Rainer Wälti hatte keine Angst, nach dem Klinikaustritt wieder nach Hause zu kommen, aber «eine Portion Respekt». Nicht nur er musste sich wieder neu an das gemeinsame Zuhause-Sein gewöhnen, sondern auch seine Familie. «Drei Monate Klinikaufenthalt hinterlassen etwas, und man verändert sich», meint Wälti. Auf seine neu gewonnenen Perspektiven und Strategien reagierte seine Familie positiv. Er kam auch immer wieder gern auf die Abteilung zurück. «Der stationäre Aufenthalt war wie eine kleine Auszeit vom Alltag», sagt er.

Blick in die Zukunft

Mit der Behandlung in der Psychiatrie ist der Weg zur Genesung nicht abgeschlossen. Auch nach dem Klinikaufenthalt wird Rainer Wälti psychotherapeutische Unterstützung wahrnehmen, damit er seine «Werkzeuge» weiterhin nutzen kann.

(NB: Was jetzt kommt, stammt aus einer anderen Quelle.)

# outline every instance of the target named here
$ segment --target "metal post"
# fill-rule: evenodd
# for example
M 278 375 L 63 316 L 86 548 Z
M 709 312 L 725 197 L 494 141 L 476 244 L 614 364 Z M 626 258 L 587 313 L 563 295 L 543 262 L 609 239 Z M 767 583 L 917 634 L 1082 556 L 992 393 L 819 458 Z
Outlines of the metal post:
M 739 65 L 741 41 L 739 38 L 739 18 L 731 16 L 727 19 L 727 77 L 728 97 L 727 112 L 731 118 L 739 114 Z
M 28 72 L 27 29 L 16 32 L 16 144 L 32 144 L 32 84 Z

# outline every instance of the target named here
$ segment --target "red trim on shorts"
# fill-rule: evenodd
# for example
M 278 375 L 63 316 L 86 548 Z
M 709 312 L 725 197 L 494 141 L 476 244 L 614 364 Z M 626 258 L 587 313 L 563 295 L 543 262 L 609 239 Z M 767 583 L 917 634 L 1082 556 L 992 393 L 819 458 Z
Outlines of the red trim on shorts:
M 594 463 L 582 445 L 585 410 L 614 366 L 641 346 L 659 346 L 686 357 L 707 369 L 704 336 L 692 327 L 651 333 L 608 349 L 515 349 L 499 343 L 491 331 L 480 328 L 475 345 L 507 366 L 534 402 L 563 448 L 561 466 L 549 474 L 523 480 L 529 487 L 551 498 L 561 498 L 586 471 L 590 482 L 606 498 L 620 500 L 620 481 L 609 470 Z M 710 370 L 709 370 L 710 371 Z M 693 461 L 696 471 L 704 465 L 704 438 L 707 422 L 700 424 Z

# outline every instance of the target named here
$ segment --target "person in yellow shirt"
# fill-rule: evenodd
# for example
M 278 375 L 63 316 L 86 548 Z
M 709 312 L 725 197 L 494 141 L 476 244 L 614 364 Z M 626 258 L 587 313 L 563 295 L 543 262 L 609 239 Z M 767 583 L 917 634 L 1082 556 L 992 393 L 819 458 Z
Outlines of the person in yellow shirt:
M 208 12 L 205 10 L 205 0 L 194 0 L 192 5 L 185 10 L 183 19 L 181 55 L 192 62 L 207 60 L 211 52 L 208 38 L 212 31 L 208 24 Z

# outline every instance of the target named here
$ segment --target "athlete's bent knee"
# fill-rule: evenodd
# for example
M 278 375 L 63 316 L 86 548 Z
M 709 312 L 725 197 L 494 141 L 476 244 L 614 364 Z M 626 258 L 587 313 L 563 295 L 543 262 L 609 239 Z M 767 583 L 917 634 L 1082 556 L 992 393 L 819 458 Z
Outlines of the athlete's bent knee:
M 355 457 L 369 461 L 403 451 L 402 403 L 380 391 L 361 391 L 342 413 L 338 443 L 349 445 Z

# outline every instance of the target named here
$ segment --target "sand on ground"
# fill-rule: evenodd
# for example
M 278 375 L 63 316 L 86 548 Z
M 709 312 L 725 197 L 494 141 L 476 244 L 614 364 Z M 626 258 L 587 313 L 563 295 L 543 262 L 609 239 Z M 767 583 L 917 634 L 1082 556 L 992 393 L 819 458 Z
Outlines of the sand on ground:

Der langsame Einstieg in die Arbeitswelt sei ebenso aufgegleist. «Mein Arbeitgeber unterstütz mich sehr», sagt er. «Offenheit, Verständnis und ein bewusster Umgang mit Erwartungsdruck seitens Arbeitgeber sind hilfreich im Heilungsprozess», fügt Lara Riedo an.

Vorurteile abbauen

Durch das Gespräch mit Wälti wird klar, wie wichtig es für ihn ist, das Stigma zu brechen, von dem das Bild der Psychiatrie noch immer geprägt ist – nicht nur in seinem Umfeld, sondern auch gegenüber anderen Personen. Lara Riedo: «Alle, auch schwere Gefühle gehören zum Menschsein dazu. Kommt man jedoch in eine Krise, dann ist es wichtig zu wissen, dass man professionelle Unterstützung nehmen darf».

Heute hegt Rainer Wälti keine Vorurteile mehr gegenüber der Psychiatrie. Er spricht offen über seinen Aufenthalt in der PBL, der ihm in guter Erinnerung ist. «Wenn ich auch nur einer Person mit meinem realistischen Bild von der PBL die Hemmungen nehmen kann, dann ist das ein Erfolg; «denn der Aufenthalt in der Klinik kann im Notfall Leben retten».